A group of Chinese scientists from Peking University's SinoProbe Lab at the School of Earth and Space Sciences have reported "surprising observations" that the Earth's core has stopped spinning and can reverse it. If this is confirmed, many unexplained phenomena in the behavior of the planet from changes in the length of the day to fluctuations in climate and ocean levels can be easily explained.
For the first time, more or less convincing data on the variable speed of rotation of the Earth's inner core were obtained in the 90s of the last century. Not all scientists agree with them, but this theory has many supporters. In particular, when studying the propagation of seismic waves through the core region, time-varying time shifts in the received data were found. This could be caused both by anomalies at the interface between the inner and outer cores and by the phenomenon of rotation of the inner "iron" core in the outer "liquid" core.
Researchers are inclined to believe that the inner core of an alloy of iron and nickel rotates under the combined influence of magnetic and gravitational forces. This is facilitated by the heterogeneity of the inner core and mantle layer. In other words, there are points of application of forces from both gravity and the magnetic field. And if these two forces do not balance each other, the core of the Earth will either accelerate or slow down.
To search for new evidence for this theory, scientists analyzed seismic data from the 60s of the last century and even more firmly established themselves in the theory of variable rotation of the Earth's inner core.

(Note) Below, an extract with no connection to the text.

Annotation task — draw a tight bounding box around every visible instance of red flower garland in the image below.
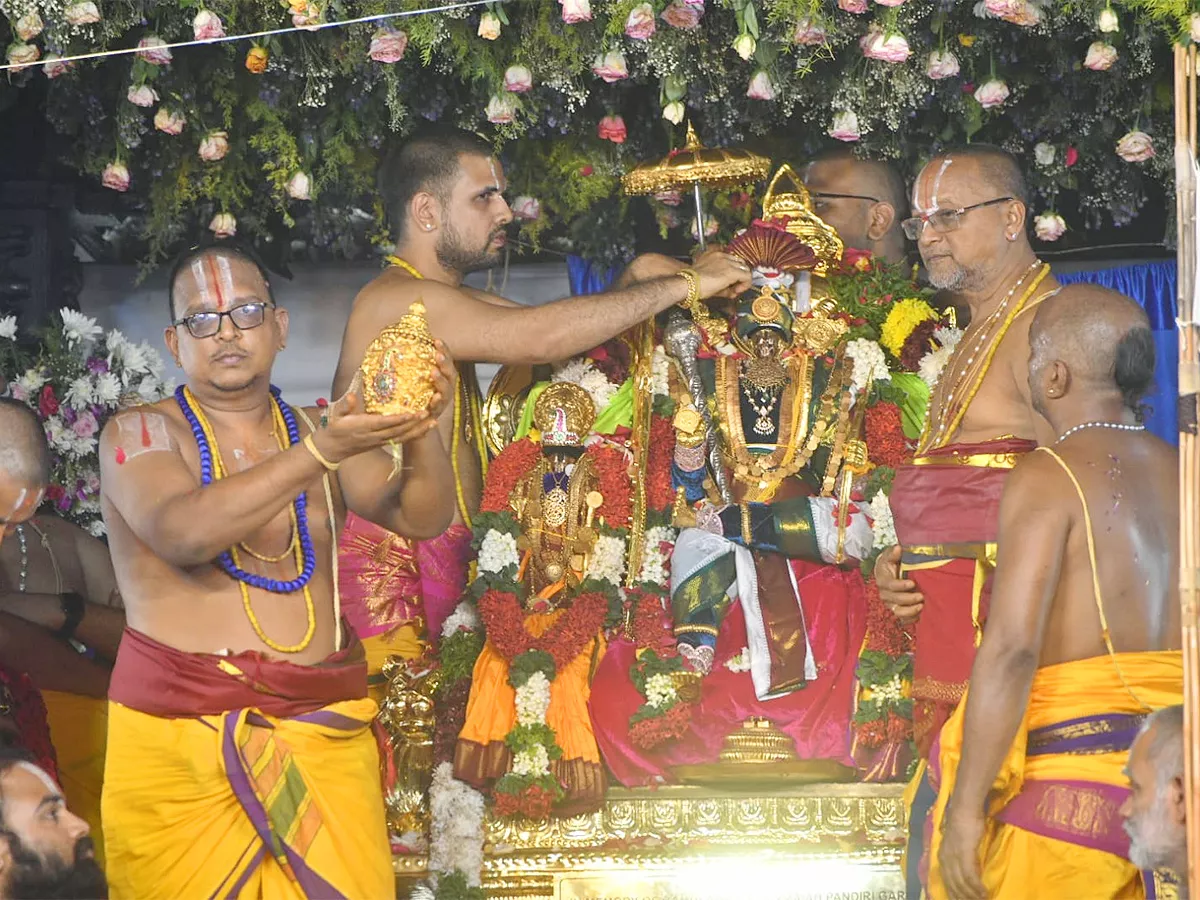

According to new data, the rotation period of the inner core is from 60 to 70 years. The rate of rotation of the Earth's core today is the same as in the 70s of the last century. Moreover, now the core of the Earth has practically stopped and can begin to rotate in the opposite direction. The rotation minimum was determined from data from 2009. If this theory finds more evidence, then with its help it will be possible to explain both the change in the speed of the Earth's rotation and global climate change.
Based on the data obtained, scientists do not undertake to connect the speed and direction of the Earth's inner core with the observed geoclimatic phenomena, but intend to create working models to search for such connections.